CSX reports earnings after Tuesday's bell, but shares of the rail transport company are already dropping.
The stock opened nearly 4 percent lower on Tuesday, after fellow transport company Norfolk Southern warned investors about first-quarter profits and revenue. Norfolk Southern complained of lower volume, particularly due to its exposure to coal.
Shares of CSX rebounded significantly from the lows through Tuesday's trading. But both CSX and Norfolk Southern are down 9 percent this year.
So does the Norfolk Southern warning point to bad earnings numbers ahead from CSX?
David Vernon, who covers both stocks for Sanford Bernstein, says that while "there are some obvious fundamental read-throughs across, in terms of volume weakness, there are also some peculiarities to Norfolk that make it more company-specific, so it's not as directly a negative read-across."
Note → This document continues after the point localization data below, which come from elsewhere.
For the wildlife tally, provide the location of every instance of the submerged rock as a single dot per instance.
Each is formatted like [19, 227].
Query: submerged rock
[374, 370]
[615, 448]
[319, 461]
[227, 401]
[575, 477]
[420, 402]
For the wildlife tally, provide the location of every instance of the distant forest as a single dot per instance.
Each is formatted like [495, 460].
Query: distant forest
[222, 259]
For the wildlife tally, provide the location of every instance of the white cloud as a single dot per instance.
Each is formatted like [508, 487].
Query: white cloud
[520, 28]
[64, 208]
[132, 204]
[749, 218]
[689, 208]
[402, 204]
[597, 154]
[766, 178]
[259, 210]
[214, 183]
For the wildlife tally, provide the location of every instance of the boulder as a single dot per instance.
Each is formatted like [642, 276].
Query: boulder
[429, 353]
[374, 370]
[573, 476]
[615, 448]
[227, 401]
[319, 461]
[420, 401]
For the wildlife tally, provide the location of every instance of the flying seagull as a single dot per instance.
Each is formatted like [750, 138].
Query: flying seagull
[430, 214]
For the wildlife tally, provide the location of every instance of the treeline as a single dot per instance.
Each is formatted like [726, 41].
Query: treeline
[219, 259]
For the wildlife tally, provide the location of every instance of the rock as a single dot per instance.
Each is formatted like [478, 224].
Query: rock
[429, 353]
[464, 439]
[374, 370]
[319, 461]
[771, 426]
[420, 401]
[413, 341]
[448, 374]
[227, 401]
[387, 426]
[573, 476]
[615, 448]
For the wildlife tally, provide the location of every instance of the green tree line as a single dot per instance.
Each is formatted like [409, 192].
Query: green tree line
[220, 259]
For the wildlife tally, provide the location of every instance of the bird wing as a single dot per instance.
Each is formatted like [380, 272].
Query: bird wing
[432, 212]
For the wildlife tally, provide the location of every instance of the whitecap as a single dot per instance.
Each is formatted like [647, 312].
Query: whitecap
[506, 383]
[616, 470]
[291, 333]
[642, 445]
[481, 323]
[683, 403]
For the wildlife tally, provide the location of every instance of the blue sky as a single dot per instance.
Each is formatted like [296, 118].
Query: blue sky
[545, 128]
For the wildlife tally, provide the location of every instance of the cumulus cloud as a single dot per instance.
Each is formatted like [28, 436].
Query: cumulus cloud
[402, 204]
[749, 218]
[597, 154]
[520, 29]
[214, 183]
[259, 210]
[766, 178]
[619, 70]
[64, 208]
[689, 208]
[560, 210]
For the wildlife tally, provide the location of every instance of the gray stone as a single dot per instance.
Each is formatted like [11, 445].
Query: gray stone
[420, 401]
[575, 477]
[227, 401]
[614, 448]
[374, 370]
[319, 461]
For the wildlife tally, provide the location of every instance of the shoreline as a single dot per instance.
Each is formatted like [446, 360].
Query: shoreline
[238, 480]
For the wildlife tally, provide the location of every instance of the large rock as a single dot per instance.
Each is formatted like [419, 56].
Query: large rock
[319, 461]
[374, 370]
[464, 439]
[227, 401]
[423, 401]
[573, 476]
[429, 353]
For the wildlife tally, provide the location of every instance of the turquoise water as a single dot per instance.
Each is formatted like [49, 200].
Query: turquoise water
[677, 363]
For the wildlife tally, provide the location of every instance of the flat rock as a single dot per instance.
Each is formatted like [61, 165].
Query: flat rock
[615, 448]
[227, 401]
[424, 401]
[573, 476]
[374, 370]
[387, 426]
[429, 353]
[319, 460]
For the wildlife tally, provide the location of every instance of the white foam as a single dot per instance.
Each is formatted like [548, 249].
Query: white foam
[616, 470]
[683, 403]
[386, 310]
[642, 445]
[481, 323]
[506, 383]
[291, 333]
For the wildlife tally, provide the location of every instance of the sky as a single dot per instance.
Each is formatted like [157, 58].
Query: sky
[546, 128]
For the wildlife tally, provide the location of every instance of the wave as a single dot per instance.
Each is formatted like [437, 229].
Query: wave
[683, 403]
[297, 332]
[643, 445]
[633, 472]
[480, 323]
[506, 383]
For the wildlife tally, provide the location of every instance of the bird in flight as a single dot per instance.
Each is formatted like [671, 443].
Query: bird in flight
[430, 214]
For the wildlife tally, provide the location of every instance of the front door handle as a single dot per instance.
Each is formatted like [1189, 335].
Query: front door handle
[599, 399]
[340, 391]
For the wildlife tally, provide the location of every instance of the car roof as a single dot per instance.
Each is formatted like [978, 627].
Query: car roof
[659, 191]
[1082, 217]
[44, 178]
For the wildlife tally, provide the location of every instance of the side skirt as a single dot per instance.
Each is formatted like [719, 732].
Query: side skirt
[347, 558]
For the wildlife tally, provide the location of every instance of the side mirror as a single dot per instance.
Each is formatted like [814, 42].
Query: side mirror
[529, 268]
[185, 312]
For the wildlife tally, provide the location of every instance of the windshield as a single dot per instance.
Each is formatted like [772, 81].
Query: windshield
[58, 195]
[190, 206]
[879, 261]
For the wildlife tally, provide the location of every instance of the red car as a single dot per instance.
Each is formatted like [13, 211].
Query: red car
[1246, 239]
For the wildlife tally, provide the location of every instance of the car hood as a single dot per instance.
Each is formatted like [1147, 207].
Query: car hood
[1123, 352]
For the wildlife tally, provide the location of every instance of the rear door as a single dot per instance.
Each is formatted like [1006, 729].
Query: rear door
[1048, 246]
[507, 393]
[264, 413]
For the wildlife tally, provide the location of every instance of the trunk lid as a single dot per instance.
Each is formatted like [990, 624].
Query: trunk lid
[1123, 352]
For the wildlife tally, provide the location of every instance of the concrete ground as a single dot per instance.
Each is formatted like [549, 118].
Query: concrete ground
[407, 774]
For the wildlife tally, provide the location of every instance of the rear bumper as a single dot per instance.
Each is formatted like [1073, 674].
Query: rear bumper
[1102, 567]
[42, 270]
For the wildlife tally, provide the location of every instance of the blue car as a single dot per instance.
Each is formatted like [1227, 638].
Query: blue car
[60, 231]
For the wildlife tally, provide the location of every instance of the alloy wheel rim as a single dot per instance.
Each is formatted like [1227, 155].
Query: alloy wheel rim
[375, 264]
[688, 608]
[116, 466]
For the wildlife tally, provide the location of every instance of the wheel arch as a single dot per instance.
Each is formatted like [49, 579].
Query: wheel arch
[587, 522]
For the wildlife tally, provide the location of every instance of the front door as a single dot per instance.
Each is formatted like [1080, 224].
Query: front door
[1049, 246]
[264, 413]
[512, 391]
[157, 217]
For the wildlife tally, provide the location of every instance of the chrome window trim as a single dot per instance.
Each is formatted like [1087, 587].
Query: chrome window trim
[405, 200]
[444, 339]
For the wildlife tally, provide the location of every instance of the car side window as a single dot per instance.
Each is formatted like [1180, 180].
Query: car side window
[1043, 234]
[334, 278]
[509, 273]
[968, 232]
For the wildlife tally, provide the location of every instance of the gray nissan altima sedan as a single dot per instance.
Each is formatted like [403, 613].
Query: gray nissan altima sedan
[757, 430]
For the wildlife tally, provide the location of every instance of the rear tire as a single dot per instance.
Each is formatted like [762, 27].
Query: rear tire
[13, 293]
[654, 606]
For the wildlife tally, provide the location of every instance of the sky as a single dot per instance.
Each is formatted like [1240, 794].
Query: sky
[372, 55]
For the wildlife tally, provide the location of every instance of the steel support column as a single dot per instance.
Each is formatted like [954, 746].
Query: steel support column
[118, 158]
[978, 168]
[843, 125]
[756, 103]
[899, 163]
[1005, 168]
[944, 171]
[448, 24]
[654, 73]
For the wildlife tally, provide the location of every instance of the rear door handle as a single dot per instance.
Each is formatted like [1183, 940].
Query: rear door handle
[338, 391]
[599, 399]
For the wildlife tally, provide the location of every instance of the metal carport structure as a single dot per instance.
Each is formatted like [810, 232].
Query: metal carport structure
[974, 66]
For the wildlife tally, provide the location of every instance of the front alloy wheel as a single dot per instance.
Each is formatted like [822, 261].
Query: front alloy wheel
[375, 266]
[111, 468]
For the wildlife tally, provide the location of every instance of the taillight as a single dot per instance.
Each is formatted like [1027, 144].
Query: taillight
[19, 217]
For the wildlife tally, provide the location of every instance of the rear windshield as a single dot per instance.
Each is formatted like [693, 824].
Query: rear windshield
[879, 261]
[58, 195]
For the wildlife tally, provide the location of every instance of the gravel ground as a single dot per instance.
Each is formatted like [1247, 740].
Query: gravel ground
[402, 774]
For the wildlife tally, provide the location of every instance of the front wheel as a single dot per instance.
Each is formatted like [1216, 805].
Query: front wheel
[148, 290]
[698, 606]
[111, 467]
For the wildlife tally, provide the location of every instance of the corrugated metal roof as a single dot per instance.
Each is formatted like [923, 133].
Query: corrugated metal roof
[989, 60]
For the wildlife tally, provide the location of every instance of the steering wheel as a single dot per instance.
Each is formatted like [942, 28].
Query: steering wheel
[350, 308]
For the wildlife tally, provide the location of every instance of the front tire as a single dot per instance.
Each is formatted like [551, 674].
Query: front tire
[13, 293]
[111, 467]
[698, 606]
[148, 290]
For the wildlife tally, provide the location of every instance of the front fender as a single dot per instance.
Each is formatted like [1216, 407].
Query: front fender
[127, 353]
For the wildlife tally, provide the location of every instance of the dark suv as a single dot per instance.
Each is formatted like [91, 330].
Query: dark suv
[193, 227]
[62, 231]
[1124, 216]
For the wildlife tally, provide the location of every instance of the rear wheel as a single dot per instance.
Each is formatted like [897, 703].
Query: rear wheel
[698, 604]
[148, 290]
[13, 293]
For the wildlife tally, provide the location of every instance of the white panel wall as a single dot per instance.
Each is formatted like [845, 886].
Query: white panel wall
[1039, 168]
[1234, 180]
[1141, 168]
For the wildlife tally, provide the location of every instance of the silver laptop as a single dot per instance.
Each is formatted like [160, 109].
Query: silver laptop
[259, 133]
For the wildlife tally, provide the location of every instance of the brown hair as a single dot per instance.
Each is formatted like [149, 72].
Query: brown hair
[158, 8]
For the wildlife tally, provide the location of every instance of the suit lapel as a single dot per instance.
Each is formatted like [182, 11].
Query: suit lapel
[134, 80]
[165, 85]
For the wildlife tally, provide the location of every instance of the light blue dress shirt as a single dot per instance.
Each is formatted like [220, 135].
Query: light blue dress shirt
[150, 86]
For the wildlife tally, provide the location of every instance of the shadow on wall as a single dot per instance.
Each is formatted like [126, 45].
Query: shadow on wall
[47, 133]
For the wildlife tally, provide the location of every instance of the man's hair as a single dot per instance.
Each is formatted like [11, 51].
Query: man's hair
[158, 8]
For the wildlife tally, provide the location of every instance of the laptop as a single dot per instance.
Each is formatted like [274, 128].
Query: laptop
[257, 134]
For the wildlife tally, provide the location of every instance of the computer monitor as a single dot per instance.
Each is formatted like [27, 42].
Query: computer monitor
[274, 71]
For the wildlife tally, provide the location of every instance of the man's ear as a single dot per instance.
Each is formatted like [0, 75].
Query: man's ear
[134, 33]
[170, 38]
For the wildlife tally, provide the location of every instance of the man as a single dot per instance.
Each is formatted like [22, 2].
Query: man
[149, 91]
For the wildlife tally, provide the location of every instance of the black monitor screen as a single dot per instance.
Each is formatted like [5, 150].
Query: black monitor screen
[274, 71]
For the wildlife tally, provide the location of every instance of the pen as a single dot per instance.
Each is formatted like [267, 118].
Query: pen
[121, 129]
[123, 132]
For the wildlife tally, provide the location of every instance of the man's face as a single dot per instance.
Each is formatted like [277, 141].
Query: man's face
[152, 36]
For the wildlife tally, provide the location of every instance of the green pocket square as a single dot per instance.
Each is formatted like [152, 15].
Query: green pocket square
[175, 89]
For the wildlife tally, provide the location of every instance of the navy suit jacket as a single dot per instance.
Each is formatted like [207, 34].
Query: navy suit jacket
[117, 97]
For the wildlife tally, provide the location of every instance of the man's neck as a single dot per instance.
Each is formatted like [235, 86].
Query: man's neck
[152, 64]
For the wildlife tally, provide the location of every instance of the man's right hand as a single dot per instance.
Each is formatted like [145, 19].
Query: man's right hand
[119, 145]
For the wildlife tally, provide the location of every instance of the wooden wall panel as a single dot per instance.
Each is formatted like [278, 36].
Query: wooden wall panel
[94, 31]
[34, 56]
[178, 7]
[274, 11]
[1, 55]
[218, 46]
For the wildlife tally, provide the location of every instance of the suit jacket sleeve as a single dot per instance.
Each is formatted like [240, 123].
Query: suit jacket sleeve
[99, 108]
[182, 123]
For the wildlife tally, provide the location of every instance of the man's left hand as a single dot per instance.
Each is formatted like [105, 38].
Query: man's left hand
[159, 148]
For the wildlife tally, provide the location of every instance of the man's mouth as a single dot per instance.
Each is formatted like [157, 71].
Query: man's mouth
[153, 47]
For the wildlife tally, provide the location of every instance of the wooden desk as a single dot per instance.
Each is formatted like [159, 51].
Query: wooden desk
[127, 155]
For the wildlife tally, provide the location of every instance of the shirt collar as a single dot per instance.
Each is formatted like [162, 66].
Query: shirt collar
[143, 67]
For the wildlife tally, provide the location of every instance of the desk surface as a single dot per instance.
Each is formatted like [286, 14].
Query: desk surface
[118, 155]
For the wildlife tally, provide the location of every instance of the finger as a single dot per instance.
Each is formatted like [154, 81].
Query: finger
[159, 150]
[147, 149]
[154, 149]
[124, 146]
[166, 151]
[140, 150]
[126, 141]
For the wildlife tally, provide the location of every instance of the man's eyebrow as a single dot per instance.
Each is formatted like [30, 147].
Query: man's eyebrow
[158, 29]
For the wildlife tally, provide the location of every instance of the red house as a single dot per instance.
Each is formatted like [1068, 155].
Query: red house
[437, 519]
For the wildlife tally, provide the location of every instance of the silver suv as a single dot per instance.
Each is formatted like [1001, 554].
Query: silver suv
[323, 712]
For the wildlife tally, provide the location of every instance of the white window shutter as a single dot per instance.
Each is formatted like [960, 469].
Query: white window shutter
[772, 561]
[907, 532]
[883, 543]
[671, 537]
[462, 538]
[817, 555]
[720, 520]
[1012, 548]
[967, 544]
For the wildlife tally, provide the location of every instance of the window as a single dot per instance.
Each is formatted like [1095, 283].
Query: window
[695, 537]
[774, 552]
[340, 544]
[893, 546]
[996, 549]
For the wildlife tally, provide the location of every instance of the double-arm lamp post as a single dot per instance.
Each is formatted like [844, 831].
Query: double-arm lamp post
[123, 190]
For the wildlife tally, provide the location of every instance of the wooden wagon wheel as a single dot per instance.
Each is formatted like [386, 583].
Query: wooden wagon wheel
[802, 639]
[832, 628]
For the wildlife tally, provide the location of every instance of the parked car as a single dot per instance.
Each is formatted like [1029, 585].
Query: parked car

Vernon is a bit down on the whole sector, writing a recent note that "Rail volumes for 1Q:15 are off to a slow start, and as a result rail stocks have been weak relative to the broader market."
The analyst rates CSX as "market perform" with a target of $36.
Technician Ari Wald of Oppenheimer agrees that CSX shares look neutral at best.
"It's too late to sell, with the stock already down 14 percent over the last five months, and coming into support in the $31 to $32 range," Wald said.
"However, the price needs to stabilize and momentum is moderating, so I'm staying away for now," he added.